While the immediate focus should be on the practical, reform of civic education is also desperately needed. The benefits of modern education need to be extended to all Tunisians, including those in the southern provinces. In part, this calls for capacity-building, and this can be done through direct assistance to the educational sector, but more crucially, through organizing and empowering reformers to do this themselves.

The U.S. should work with various parties in key areas on repairing the relationship between religion and political authority. Tunisia will need an alternative to the broken laicist tradition of the Bourguibist era, one that allows religious actors some latitude in the political sphere while requiring their moderation. This is critical for fostering reconciliation and for ensuring that religious groups remain committed to the civic state.

In addition to reforming police education, a political strategy needs to be implemented to penalize police abuse and corruption and improve the public’s confidence in the police and demonstrate that reform is happening.

The U.S. should seek to expand current collaborative worker-training programs, administered through USAID, and help forge greater public-private cooperation while empowering private organizations to carry educational reform forward.

Reform should promote English language education both through the official educational system and through outside sources such as AMIDEAST. Such programs are necessary to attract greater multi-national investment, just as they are critical for opening Tunisia to international academic exchange, politics and commerce.

ECONOMIC

Support Tunisian initiatives to fight anti-corruption and create a new economic culture. Tunisian Prime Minister Youssef Chahed has called for a “total war against corruption.” The U.S. should provide technical, analytical and political support to the Tunisian government and NGO anti-corruption efforts. This could take the form of a coordinated campaign with government, media, and partners from other sectors who recognize that corruption is a national security issue that undermines the republican government.
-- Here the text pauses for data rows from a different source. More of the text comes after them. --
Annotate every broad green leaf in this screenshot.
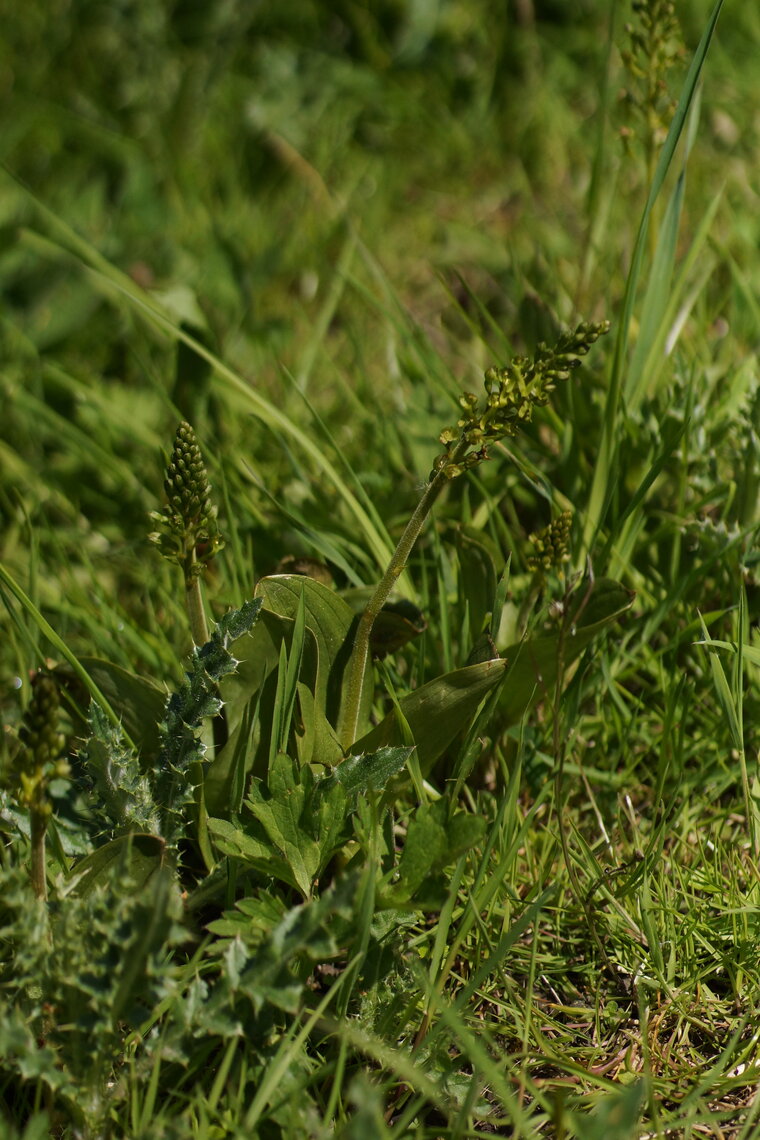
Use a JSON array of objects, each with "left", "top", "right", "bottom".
[
  {"left": 208, "top": 816, "right": 302, "bottom": 895},
  {"left": 295, "top": 681, "right": 344, "bottom": 770},
  {"left": 208, "top": 574, "right": 374, "bottom": 813},
  {"left": 500, "top": 578, "right": 634, "bottom": 727},
  {"left": 77, "top": 658, "right": 166, "bottom": 757},
  {"left": 350, "top": 658, "right": 508, "bottom": 772},
  {"left": 456, "top": 525, "right": 498, "bottom": 646},
  {"left": 70, "top": 833, "right": 167, "bottom": 897},
  {"left": 210, "top": 755, "right": 352, "bottom": 898},
  {"left": 255, "top": 575, "right": 366, "bottom": 729}
]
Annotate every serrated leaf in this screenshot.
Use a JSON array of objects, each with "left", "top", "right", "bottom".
[
  {"left": 208, "top": 816, "right": 302, "bottom": 894},
  {"left": 245, "top": 754, "right": 349, "bottom": 897},
  {"left": 211, "top": 754, "right": 354, "bottom": 897},
  {"left": 235, "top": 873, "right": 359, "bottom": 1012},
  {"left": 327, "top": 746, "right": 413, "bottom": 797},
  {"left": 247, "top": 785, "right": 321, "bottom": 898},
  {"left": 206, "top": 891, "right": 287, "bottom": 943}
]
All direct U.S. economic aid programs, whether the aim is to foster micro-finance or entrepreneurship, should be designed and evaluated in light of the political goal of reducing the harmful propensity for “machine politics.”

Critical to the country’s economic vitality is developing an entrepreneurial culture which encourages young Tunisians to create their own business opportunities.
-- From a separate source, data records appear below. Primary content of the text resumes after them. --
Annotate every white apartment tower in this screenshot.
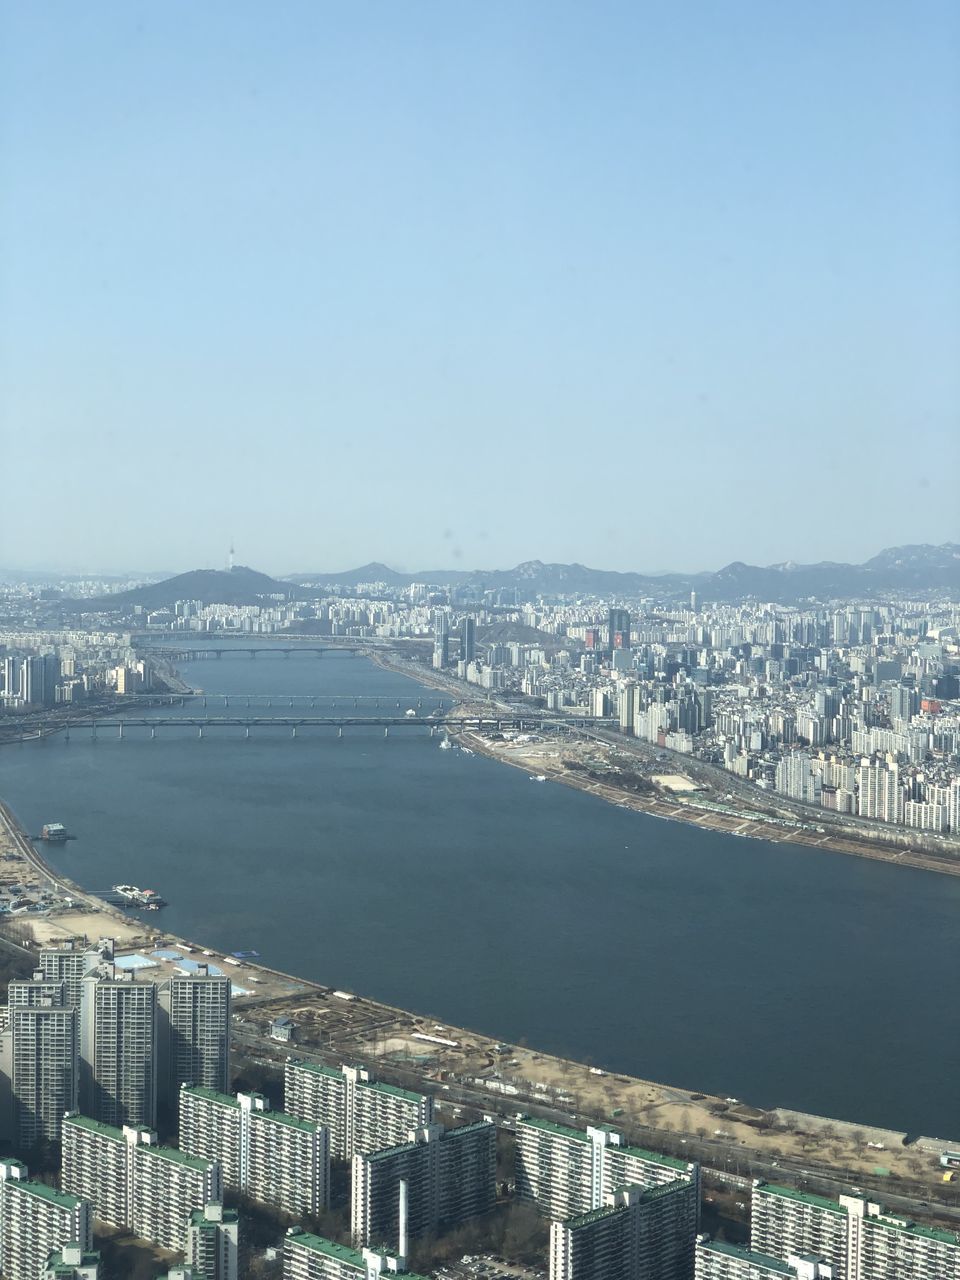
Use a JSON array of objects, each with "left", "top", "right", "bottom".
[
  {"left": 351, "top": 1121, "right": 496, "bottom": 1248},
  {"left": 750, "top": 1181, "right": 960, "bottom": 1280},
  {"left": 179, "top": 1084, "right": 330, "bottom": 1217},
  {"left": 550, "top": 1182, "right": 700, "bottom": 1280},
  {"left": 516, "top": 1117, "right": 700, "bottom": 1222},
  {"left": 60, "top": 1113, "right": 221, "bottom": 1253},
  {"left": 0, "top": 1160, "right": 92, "bottom": 1280},
  {"left": 79, "top": 974, "right": 158, "bottom": 1128},
  {"left": 8, "top": 980, "right": 78, "bottom": 1144},
  {"left": 284, "top": 1060, "right": 433, "bottom": 1160},
  {"left": 159, "top": 971, "right": 231, "bottom": 1108}
]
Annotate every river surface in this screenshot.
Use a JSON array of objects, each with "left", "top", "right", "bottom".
[{"left": 1, "top": 644, "right": 956, "bottom": 1138}]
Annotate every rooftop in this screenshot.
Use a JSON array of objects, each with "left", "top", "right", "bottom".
[
  {"left": 9, "top": 1179, "right": 85, "bottom": 1211},
  {"left": 519, "top": 1115, "right": 590, "bottom": 1144},
  {"left": 284, "top": 1230, "right": 430, "bottom": 1279},
  {"left": 138, "top": 1143, "right": 215, "bottom": 1172},
  {"left": 182, "top": 1085, "right": 240, "bottom": 1109},
  {"left": 62, "top": 1114, "right": 125, "bottom": 1142},
  {"left": 697, "top": 1239, "right": 794, "bottom": 1274},
  {"left": 755, "top": 1182, "right": 846, "bottom": 1215}
]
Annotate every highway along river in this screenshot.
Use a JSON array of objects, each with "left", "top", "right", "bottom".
[{"left": 1, "top": 641, "right": 957, "bottom": 1138}]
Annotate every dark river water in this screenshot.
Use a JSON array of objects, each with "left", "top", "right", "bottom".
[{"left": 1, "top": 644, "right": 956, "bottom": 1138}]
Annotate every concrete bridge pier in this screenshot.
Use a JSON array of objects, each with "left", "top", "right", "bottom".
[
  {"left": 150, "top": 726, "right": 156, "bottom": 739},
  {"left": 118, "top": 723, "right": 124, "bottom": 740},
  {"left": 244, "top": 726, "right": 250, "bottom": 739},
  {"left": 202, "top": 697, "right": 207, "bottom": 708},
  {"left": 384, "top": 726, "right": 389, "bottom": 737},
  {"left": 198, "top": 726, "right": 203, "bottom": 739},
  {"left": 291, "top": 726, "right": 297, "bottom": 738},
  {"left": 338, "top": 727, "right": 343, "bottom": 738}
]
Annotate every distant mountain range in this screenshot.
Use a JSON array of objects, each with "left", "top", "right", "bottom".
[
  {"left": 289, "top": 543, "right": 960, "bottom": 603},
  {"left": 66, "top": 543, "right": 960, "bottom": 609}
]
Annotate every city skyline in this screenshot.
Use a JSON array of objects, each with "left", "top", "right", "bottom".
[{"left": 3, "top": 1, "right": 958, "bottom": 574}]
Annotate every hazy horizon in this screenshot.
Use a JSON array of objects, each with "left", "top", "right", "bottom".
[
  {"left": 3, "top": 2, "right": 958, "bottom": 573},
  {"left": 2, "top": 535, "right": 958, "bottom": 582}
]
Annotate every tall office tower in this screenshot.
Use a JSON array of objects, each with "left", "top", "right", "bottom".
[
  {"left": 690, "top": 590, "right": 700, "bottom": 613},
  {"left": 459, "top": 616, "right": 477, "bottom": 663},
  {"left": 608, "top": 608, "right": 631, "bottom": 652},
  {"left": 516, "top": 1117, "right": 700, "bottom": 1225},
  {"left": 61, "top": 1114, "right": 140, "bottom": 1230},
  {"left": 285, "top": 1060, "right": 433, "bottom": 1160},
  {"left": 159, "top": 972, "right": 231, "bottom": 1110},
  {"left": 432, "top": 610, "right": 449, "bottom": 670},
  {"left": 79, "top": 975, "right": 157, "bottom": 1128},
  {"left": 184, "top": 1203, "right": 239, "bottom": 1280},
  {"left": 695, "top": 1237, "right": 834, "bottom": 1278},
  {"left": 60, "top": 1112, "right": 221, "bottom": 1252},
  {"left": 38, "top": 941, "right": 112, "bottom": 1009},
  {"left": 550, "top": 1182, "right": 698, "bottom": 1280},
  {"left": 888, "top": 684, "right": 919, "bottom": 725},
  {"left": 9, "top": 982, "right": 78, "bottom": 1145},
  {"left": 0, "top": 1160, "right": 92, "bottom": 1280},
  {"left": 351, "top": 1121, "right": 496, "bottom": 1249},
  {"left": 41, "top": 1243, "right": 101, "bottom": 1279},
  {"left": 282, "top": 1229, "right": 430, "bottom": 1280},
  {"left": 42, "top": 654, "right": 61, "bottom": 706},
  {"left": 179, "top": 1085, "right": 330, "bottom": 1218}
]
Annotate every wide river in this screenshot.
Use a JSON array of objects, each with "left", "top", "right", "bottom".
[{"left": 1, "top": 644, "right": 956, "bottom": 1139}]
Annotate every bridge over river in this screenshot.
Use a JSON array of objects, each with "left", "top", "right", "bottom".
[{"left": 42, "top": 714, "right": 603, "bottom": 740}]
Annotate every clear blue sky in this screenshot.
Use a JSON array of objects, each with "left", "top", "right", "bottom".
[{"left": 2, "top": 1, "right": 958, "bottom": 575}]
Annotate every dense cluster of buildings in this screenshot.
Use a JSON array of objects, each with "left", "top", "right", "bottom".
[
  {"left": 0, "top": 630, "right": 155, "bottom": 708},
  {"left": 0, "top": 944, "right": 955, "bottom": 1278}
]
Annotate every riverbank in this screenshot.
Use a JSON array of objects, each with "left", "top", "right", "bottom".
[{"left": 366, "top": 648, "right": 960, "bottom": 880}]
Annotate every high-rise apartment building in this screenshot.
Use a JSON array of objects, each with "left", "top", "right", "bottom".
[
  {"left": 432, "top": 610, "right": 449, "bottom": 670},
  {"left": 696, "top": 1236, "right": 834, "bottom": 1278},
  {"left": 0, "top": 1160, "right": 92, "bottom": 1280},
  {"left": 751, "top": 1181, "right": 960, "bottom": 1280},
  {"left": 7, "top": 980, "right": 78, "bottom": 1145},
  {"left": 550, "top": 1182, "right": 698, "bottom": 1280},
  {"left": 185, "top": 1203, "right": 239, "bottom": 1280},
  {"left": 159, "top": 972, "right": 231, "bottom": 1110},
  {"left": 351, "top": 1121, "right": 495, "bottom": 1249},
  {"left": 38, "top": 941, "right": 112, "bottom": 1010},
  {"left": 750, "top": 1184, "right": 848, "bottom": 1276},
  {"left": 60, "top": 1113, "right": 221, "bottom": 1253},
  {"left": 285, "top": 1060, "right": 433, "bottom": 1160},
  {"left": 282, "top": 1229, "right": 429, "bottom": 1280},
  {"left": 516, "top": 1117, "right": 700, "bottom": 1223},
  {"left": 179, "top": 1085, "right": 330, "bottom": 1217},
  {"left": 79, "top": 975, "right": 157, "bottom": 1128}
]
Conclude a full bilateral trade agreement.

Build on programs begun under President Obama, including an entrepreneurship fund that provides start-up capital to young Tunisian entrepreneurs. The Tunisian American Enterprise Fund (TAEF), administered by USAID, plans to invest $100 million in diverse industries and across geographic regions within Tunisia over a ten-year period ending in 2027.

Establishing an independent and transparent philanthropic sector through legal reform is a vital first step. The U.S. economic strategy needs to combine with and reinforce new opportunities for fostering reform of Tunisia’s political economy. In conjunction with civil society and independent media organizations, it is important to establish a public, fact-based source of information about what foreign funds are coming into the country and to what parties they are going.

With over one million Tunisians living abroad, the U.S. needs to develop an outreach program to empower these communities to help their native land.

MILITARY

The Tunisian military’s enhanced reputation should be utilized as a vehicle for national integration by opening up opportunities to Tunisians from the country’s neglected southern areas.

The U.S. could also offer more opportunities for Tunisian officers to study at U.S. military schools, but more importantly, a formal and comprehensive effort to reform officer training inside Tunisia is needed. For this, officer education needs to emphasize not just complex military operations in urban environments and the interior regions, but also rule of law and tactical economics.